Tutorial: what is the best way to backup your data safely and efficiently?

Hello all,

I am not a Linux expert (yet), but I will share my experience a bit here about: how I back-up my data safely and efficiently. However, this is only my personal option and opinion, some experts may have a better and efficient method in doing this.

From my experience, there are several ways how to backup our data:
  1. Using free cloud storage, such as Dropbox, Google Drive or One Drive
  2. External hard-drive
  3. Data server
In this article, I will share my experience in backing up my data using Ubuntu (Linux). This article should also be useful for Mac OS users.

As I mentioned in my another article, I have been using Linux due to several reasons.
However, one of the main issue in using Linux, there is no official version of Google Drive, that is my favourite cloud storage due to 15 GB free space (at starting). Although I could install Dropbox, but it only gives 2 GB free space initially (before inviting other people to use the Dropbox service).

As a scientist, who works on artificial intelligence and machine learning, to deal with big scientific data, I really need a proper backup system where it can store and save my work data safely and efficiently, Dropbox is not my option here due to its limitation space. Hence, I have to find an alternative method in backing-up my data. 

Fortunately, in my current work institution (i.e. Helsinki University), the IT office provides to all staffs and students a drive, called Z-drive. It has the disk space between 5 GB to 20 GB. In addition to that, several specific departments and divisions also provide local drives for their scientists, which can reach up to 60 GB provided for each scientist.

Furthermore, I also have a privilege to have an account as well as to operate a super computer cluster in CSC – IT Center for Science Ltd. [1] that is a Finnish IT centre for science which provides IT support and modelling, computing and information services for academia, research institutes and companies in Finland and across Europe. There are several types of super computer cluster there where I have an access to a medium super cluster, named Taito [2]. In that super cluster, I am entitled to have 50 GB form home directory (that is used for saving our data as well as our developed programs) and I also have 5 TB (i.e. 5,000 GB) in work directory (that is mainly used to store our data obtained from complex scientific calculation). However, the work directory is not reliable for backing up the data since that directory is cleared from time to time due to maintenance and other reasons.
For your information, CSC – IT Center for Science Ltd. also has a more powerful supercomputer called SISU, that is the most powerful supercomputer in Finland and one of the most powerful in Northern Europe [3].

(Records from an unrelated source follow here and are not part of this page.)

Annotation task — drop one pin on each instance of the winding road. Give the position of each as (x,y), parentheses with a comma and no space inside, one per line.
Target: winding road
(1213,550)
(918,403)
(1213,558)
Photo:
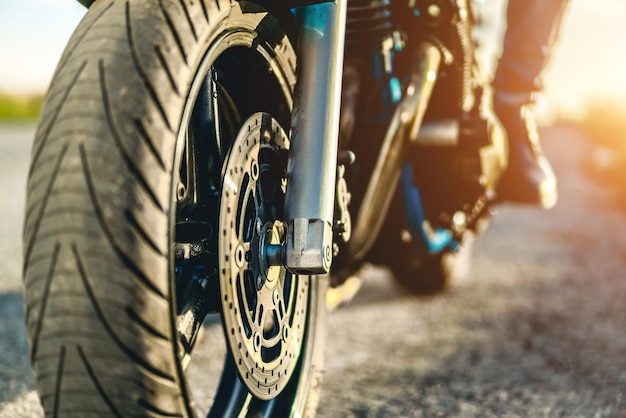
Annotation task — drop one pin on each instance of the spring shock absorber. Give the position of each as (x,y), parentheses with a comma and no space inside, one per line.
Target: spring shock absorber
(368,22)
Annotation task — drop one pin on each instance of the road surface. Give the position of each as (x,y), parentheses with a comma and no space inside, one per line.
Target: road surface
(537,330)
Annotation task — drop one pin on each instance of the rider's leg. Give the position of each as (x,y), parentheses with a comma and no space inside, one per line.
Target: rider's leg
(532,29)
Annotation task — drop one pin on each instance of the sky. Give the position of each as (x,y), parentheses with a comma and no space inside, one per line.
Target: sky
(589,60)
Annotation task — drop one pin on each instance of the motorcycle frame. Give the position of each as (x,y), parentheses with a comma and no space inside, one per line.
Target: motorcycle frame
(312,160)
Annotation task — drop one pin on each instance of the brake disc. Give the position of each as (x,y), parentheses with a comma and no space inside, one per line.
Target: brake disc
(264,305)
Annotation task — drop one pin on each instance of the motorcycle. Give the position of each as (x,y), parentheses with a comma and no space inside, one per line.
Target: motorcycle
(228,162)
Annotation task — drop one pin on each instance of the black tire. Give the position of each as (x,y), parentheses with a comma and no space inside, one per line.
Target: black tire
(422,274)
(101,250)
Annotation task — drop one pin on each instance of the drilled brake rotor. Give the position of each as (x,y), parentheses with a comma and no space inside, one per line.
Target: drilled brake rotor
(264,306)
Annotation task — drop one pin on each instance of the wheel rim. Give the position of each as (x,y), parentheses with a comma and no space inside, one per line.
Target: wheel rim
(283,295)
(263,305)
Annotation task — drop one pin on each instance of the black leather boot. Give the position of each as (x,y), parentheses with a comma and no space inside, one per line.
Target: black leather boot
(529,178)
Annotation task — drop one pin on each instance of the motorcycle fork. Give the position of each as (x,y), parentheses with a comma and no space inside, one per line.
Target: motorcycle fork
(312,164)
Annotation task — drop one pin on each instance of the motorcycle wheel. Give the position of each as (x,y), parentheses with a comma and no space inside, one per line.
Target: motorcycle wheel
(156,184)
(413,267)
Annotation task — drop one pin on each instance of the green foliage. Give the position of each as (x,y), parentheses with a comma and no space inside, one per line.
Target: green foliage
(20,108)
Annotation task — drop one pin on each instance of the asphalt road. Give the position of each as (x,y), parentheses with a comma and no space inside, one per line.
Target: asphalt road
(537,330)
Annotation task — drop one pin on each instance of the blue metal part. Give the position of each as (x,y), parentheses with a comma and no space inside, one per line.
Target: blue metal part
(434,240)
(395,90)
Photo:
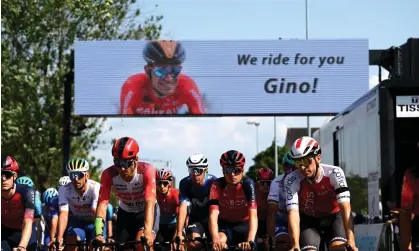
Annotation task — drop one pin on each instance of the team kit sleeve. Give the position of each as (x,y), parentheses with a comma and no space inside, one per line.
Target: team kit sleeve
(149,182)
(273,195)
(62,199)
(406,202)
(29,203)
(292,187)
(338,181)
(96,195)
(105,187)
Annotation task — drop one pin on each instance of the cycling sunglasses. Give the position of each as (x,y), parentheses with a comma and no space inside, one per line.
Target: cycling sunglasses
(76,175)
(163,71)
(165,183)
(232,170)
(265,182)
(7,174)
(123,163)
(305,161)
(196,170)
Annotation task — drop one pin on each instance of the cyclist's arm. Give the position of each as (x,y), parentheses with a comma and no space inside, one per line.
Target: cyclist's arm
(214,210)
(63,215)
(292,187)
(273,198)
(183,207)
(150,197)
(103,200)
(194,99)
(405,217)
(28,218)
(338,180)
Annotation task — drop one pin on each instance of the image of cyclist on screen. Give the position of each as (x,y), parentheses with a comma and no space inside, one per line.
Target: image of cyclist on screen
(162,89)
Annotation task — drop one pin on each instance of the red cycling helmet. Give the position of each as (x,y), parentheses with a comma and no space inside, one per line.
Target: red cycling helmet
(125,148)
(265,174)
(9,163)
(232,158)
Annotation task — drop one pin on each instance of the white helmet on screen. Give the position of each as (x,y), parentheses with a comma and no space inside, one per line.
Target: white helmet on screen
(304,146)
(197,160)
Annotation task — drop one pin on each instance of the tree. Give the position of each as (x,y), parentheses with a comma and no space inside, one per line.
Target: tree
(37,39)
(266,158)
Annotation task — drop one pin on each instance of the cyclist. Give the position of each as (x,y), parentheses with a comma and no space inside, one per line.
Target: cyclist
(194,193)
(233,207)
(134,183)
(277,219)
(409,228)
(63,181)
(168,199)
(39,226)
(162,89)
(264,177)
(50,213)
(17,210)
(318,198)
(80,197)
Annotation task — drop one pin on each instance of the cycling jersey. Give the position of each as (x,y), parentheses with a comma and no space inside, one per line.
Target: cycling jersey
(169,206)
(196,196)
(38,205)
(410,193)
(19,207)
(277,194)
(132,195)
(233,202)
(81,207)
(320,198)
(137,97)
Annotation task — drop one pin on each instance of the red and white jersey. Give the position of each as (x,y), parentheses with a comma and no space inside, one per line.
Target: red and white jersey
(319,198)
(131,195)
(80,206)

CSC headquarters in Espoo, Finland

Taito upercluster is intended for serial (single core) and small to medium-size parallel jobs (photo courtesy of CSC IT, Finland). 

In summary, I am entitled to have three different types of data server here:

  1. The Z-drive that has space between 5 GB to 20 GB for each staff 
  2. The departmental network disk that has space 60 GB for each departmental scientist
  3. The home directory disk in the CSC-Taito super cluster, that is 50 GB

Since I have several options here, I have opted to use only two data servers, that are no. 2 and 3. In order to back-up our data into the network server, we can use unix commands, such as rsync or unison. The key differences between these two are in the updating direction, rsync synchronise the data on one direction whereas unison updates the data from both directions. 

The rsync command can be used in this way:

# rsync -av source dest.machine:dir/there

The -a flag is for 'archive mode' and equals -rlptgoD (no -H,-A,-X).  It stores the time-stamps correctly etc. 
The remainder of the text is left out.